I am mildly surprised that the NHS has not actually set up a formal dictionary of terms. (At least, not to my knowledge.) That would have been an obvious step. Something like that would have allowed us to look up a formal definition of Hashimoto's - instead of everyone being confused as to whether you do, or do not, have to have had a goitre!
Ho Lyn, All my my consultants and resus etc agree that my NHS records are rubbish, I have tried many times to improve this The hospital computer is too limiting.. I am told it is essential that I take a proper print out of my own, always when I go into hospital. I go every few months.. However, not nearly good enough for anything complex. I have been instructed to always take my own ( correct) details in and with me at all times. I go in every few months, always emergencies, I do not go unless blue light etc!hate them It is not very satisfactory when in a coma..

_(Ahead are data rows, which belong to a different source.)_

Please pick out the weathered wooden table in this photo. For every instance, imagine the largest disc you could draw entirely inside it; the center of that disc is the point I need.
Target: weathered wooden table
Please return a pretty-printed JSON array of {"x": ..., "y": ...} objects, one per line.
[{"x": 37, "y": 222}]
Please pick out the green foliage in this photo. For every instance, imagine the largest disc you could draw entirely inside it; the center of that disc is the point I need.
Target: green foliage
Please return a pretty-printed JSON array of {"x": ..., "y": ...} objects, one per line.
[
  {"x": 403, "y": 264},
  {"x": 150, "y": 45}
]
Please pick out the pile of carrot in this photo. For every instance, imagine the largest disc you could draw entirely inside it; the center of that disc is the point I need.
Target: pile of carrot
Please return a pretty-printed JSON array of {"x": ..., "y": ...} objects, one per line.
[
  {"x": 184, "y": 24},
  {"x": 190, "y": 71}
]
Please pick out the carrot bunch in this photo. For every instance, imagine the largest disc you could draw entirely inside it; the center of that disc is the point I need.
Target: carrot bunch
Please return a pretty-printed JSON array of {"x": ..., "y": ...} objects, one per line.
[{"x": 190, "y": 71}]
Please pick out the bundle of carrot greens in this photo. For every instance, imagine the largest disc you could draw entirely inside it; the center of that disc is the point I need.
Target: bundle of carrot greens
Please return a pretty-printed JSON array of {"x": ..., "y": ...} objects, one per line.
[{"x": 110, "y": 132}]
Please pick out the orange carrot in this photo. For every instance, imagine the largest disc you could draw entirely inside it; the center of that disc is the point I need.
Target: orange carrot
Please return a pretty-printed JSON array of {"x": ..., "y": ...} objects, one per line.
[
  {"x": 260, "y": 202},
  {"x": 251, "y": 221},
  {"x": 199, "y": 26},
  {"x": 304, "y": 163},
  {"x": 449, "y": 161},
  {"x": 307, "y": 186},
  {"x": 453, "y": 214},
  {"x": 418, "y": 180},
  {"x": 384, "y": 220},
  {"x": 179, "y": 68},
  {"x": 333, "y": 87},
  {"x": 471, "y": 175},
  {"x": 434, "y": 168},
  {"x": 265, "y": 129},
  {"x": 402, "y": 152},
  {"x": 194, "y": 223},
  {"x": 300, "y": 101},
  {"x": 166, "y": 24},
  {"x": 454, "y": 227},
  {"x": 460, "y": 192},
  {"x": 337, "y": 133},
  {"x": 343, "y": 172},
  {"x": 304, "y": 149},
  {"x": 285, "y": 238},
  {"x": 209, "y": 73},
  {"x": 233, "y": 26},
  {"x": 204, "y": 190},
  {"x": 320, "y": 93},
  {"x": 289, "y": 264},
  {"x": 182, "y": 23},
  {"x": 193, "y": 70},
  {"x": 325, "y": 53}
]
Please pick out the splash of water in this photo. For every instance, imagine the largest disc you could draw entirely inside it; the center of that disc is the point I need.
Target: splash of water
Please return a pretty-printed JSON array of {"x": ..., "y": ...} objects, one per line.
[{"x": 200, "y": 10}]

May be other people might find this useful. Only put correct doctor`s diagnosis, not what you think you have!
...the findings from a survey of the public showed that three in four (75%) agree that medical records should be written in simple language so that patients can understand them without assistance or explanation, but only one in five doctors (21%) think that medical records should be written this way.
Dr Clement picked up that Good Medical Practice which says that
Documents you (the Doctor) make (including clinical records) to formally record your work must be clear, accurate and legible.
Clinical records should include:
a relevant clinical findings
b the decisions made and actions agreed, and who is making the decisions and agreeing the actions
c the information given to patients
d any drugs prescribed or other investigation or treatment
e who is making the record and when.
and
You must give patients* the information they want or need to know in a way they can understand.
I have just received a copy of my hospital records and they are neither clear nor legible. I am a nurse but have not worked in hospitals for many years now and thought Drs notes were supposed to have improved. Part of my job (until I was dismissed thorugh ill health) was training community health nurses on record keeping and reviewing records before release to other agencies and the courts. I have been totally shocked at how dreadful my records are with many abbreviations which I cannnot understand even with some knowledge and thought were no longer acceptable practice.